Encore un rêve qui semble bien loin de se réaliser, mais je m'y accroche de toutes mes forces.
L'alarme tonitruante programmée sur son téléphone provoque soudain mon sursaut. Je jette un regard machinal vers l'objet en question, posé sur l'accoudoir du fauteuil, avant de me rendre pleinement compte que son raffut ne tardera pas à réveiller Déhon.
Gêné à la simple idée qu'il comprenne que je l'épiais dans son sommeil, je me retourne prestement et pose la tête sur ma main qui fait office d'oreiller. Les yeux clos, je tente de réguler mon souffle affolé tandis que Dé commence à gigoter derrière moi, signe qu'il émerge.
Je l'entends soupirer tandis qu'il éteint son alarme et ose enfin lever la tête vers lui. Son regard dévit vers moi dans l'instant. Il sourit et murmure :
— Bien dormi, p'tite bouille ?
À présent, c'est lui qui me surplombe, en appui sur un coude.
— Je n'ai pas vraiment dormi, avoué-je d'une voix ténue. Je n'étais pas fatigué... Et toi, tu t'es assez reposé ?

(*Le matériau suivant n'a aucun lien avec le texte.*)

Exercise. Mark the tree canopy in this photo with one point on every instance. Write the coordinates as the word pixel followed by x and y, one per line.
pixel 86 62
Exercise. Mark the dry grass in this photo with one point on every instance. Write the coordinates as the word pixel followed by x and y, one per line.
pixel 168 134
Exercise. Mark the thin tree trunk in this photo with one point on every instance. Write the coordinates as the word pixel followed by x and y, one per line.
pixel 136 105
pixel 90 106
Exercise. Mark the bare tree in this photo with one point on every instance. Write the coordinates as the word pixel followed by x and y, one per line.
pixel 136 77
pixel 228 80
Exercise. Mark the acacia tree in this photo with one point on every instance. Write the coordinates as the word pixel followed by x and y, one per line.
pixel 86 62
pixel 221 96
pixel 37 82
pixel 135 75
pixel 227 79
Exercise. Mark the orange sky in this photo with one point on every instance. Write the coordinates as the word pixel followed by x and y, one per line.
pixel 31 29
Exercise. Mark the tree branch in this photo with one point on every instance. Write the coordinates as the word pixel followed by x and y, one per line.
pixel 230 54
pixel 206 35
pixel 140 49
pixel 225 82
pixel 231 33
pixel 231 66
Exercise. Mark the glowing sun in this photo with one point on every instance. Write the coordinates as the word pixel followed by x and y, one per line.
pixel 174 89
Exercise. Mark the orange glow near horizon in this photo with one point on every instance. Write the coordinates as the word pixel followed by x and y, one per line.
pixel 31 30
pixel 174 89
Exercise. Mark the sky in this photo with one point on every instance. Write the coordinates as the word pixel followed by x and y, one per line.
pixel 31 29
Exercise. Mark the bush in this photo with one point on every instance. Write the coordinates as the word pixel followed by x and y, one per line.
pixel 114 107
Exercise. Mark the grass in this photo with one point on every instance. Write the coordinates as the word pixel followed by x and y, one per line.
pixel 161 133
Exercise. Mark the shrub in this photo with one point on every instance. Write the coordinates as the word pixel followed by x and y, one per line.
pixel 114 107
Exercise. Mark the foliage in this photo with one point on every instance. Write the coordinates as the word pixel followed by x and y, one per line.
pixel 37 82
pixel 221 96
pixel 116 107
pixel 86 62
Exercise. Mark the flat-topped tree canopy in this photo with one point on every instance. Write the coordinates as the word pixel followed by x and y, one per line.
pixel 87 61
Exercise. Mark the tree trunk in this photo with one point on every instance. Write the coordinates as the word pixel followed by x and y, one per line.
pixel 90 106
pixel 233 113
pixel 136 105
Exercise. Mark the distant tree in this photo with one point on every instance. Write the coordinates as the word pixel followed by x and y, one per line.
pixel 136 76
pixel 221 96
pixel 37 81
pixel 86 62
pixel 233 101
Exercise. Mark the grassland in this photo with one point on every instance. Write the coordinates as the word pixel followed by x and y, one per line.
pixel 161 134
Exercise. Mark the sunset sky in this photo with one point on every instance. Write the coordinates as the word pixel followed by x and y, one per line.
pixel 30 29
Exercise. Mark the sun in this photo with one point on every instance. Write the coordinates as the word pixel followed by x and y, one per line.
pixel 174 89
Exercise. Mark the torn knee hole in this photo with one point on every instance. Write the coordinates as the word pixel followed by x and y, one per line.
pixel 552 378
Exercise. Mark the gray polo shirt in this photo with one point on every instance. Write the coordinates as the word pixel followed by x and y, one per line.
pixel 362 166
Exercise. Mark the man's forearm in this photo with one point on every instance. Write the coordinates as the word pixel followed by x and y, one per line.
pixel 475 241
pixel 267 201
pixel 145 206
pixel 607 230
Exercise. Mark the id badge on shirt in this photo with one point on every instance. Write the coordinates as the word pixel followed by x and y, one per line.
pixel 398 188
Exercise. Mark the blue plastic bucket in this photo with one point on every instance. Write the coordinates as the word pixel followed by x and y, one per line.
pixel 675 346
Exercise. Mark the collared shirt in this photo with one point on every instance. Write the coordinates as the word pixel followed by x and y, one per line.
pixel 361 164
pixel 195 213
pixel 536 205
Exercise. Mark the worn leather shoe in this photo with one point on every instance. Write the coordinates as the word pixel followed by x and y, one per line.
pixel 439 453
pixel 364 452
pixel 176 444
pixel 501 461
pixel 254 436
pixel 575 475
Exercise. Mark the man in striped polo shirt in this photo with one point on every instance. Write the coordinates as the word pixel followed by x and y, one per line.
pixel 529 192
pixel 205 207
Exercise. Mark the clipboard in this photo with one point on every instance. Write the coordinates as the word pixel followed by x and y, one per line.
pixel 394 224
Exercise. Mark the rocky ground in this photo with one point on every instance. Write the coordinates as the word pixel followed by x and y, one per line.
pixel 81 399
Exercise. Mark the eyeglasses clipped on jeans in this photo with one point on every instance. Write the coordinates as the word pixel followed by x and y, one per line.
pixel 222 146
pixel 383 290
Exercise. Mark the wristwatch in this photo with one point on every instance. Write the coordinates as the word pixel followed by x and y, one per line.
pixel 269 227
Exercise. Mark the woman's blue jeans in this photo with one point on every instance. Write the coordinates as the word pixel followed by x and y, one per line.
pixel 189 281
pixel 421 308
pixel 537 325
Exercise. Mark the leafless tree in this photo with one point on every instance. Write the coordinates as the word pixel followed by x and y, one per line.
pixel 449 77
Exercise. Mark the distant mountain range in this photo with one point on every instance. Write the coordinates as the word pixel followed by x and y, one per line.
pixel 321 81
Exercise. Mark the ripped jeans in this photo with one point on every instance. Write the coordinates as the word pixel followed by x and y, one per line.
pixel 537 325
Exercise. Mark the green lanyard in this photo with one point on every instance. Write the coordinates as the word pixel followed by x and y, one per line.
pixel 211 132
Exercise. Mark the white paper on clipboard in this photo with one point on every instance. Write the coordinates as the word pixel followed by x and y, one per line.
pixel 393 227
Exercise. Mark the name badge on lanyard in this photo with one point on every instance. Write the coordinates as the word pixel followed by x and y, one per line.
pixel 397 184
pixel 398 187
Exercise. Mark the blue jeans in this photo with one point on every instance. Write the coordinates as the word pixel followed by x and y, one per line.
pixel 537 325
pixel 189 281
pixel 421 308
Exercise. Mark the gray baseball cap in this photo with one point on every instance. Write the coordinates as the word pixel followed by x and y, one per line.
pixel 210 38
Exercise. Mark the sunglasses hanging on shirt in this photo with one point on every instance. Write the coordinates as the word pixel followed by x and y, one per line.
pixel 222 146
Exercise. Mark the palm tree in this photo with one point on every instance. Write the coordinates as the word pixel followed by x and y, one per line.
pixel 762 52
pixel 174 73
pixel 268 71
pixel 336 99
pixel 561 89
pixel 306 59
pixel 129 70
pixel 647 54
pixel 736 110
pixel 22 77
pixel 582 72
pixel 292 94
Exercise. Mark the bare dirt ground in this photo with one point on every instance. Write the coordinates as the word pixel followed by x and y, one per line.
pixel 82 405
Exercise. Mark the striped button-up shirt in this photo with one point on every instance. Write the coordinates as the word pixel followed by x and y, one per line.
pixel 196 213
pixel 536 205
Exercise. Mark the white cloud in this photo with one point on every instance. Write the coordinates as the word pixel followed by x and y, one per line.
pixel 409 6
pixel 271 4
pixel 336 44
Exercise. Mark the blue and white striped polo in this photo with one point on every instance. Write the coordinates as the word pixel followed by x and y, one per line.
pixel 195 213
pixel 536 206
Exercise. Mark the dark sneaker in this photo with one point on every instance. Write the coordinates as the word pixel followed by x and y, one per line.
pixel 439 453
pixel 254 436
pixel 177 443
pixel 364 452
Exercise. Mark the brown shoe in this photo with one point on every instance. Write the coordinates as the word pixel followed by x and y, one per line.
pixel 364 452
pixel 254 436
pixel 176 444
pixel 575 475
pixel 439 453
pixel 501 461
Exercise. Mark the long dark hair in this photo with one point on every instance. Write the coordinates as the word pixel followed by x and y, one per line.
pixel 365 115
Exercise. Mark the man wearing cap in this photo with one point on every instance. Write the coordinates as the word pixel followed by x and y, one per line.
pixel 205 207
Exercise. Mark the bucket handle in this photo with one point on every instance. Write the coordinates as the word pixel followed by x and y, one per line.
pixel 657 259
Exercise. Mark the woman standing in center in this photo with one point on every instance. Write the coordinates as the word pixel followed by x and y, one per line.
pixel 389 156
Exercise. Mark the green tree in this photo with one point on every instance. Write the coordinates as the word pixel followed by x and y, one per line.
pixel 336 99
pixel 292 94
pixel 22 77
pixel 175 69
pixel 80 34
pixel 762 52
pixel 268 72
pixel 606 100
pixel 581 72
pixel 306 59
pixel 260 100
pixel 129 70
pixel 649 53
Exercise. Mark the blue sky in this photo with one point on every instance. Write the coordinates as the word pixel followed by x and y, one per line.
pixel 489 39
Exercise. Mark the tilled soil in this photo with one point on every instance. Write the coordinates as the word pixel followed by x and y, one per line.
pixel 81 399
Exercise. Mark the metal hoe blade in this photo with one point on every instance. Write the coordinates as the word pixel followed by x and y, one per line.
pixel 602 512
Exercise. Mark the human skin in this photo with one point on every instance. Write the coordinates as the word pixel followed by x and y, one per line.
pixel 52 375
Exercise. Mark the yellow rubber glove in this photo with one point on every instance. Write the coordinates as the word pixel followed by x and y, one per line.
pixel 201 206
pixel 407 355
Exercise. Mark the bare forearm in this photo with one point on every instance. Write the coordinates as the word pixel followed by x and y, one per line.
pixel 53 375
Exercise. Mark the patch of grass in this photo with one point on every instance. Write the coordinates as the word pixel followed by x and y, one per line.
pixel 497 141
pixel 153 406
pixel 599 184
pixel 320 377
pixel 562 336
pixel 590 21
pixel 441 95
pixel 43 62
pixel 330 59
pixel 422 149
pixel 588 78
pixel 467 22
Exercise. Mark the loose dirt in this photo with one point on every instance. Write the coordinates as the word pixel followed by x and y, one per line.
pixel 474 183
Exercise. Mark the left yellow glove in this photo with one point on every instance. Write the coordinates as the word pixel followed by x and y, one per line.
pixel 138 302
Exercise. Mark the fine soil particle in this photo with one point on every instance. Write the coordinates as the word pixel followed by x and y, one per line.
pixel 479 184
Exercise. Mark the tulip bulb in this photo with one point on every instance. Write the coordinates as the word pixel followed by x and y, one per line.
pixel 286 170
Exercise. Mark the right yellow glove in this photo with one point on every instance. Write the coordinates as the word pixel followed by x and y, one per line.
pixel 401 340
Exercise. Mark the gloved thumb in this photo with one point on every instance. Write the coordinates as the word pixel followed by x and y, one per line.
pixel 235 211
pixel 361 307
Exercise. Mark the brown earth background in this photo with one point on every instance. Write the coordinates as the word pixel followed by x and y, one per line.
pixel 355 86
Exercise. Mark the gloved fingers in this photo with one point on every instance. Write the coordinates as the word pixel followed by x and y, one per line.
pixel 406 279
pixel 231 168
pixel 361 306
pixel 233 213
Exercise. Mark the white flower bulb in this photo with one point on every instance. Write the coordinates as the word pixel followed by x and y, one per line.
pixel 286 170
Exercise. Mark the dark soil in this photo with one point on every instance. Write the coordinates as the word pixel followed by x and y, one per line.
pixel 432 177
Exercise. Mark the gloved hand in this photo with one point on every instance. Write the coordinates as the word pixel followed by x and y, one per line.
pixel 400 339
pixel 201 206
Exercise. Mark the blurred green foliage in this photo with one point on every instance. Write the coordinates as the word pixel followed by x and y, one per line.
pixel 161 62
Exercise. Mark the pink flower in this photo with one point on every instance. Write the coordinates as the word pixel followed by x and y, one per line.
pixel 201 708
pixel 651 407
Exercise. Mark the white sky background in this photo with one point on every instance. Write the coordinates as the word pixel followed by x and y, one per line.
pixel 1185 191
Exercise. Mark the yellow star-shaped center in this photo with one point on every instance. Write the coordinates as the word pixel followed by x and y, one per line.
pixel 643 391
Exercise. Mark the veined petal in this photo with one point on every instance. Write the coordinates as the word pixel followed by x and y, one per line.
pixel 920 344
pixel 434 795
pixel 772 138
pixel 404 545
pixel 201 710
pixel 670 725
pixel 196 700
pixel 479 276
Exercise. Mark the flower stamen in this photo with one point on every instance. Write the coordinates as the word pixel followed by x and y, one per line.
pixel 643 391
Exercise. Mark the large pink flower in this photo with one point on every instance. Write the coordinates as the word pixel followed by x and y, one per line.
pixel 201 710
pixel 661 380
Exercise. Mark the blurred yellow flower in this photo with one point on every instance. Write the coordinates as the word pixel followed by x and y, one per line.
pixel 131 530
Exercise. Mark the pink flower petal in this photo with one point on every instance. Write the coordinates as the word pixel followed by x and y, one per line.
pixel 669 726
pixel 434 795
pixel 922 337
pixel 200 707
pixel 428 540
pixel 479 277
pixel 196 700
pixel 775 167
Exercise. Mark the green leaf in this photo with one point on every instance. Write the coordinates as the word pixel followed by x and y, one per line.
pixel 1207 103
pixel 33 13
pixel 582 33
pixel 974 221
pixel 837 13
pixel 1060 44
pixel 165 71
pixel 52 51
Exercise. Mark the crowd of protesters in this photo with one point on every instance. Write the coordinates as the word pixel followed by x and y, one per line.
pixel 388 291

— Ouais, soupire-t-il en effleurant ma joue de l'index. Je suis pressé de conclure l'affaire avec cette Chloé et ses frangins pour enfin être tout à toi.
Le baiser langoureux qui s'ensuit fait battre mon cœur aussi vigoureusement que sa déclaration. Nous nous voyons cependant contraints de nous extirper de notre bulle de bonheur afin que Déhon s'en aille à ses obligations.
— J'espère que tu te feras pas trop chier en m'attendant, lâche-t-il pendant qu'il se chausse au seuil de la porte, sac sur l'épaule.
— J'ai emporté de la lecture, ne t'en fais pas.
— Cool. T'es toujours sur l'histoire de la diseuse de mots ?
— La passeuse de mots, ris-je doucement, touché qu'il s'intéresse de manière sincère à ma passion pour la littérature de l'imaginaire même s'il ne la partage pas. J'ai terminé le seul tome disponible. J'ai entamé un nouveau livre. Je t'en résumerai l'intrigue plus tard, si tu veux.
— Ça marche. À toute, lis bien.
— Merci. Bonne chance pour ton rendez-vous.
— Je suis pas du genre à compter sur la chance, chou.
Visiblement amusé par ma mine médusée, Déhon me colle un dernier bécot sur les lèvres avant de s'en aller en coup de vent.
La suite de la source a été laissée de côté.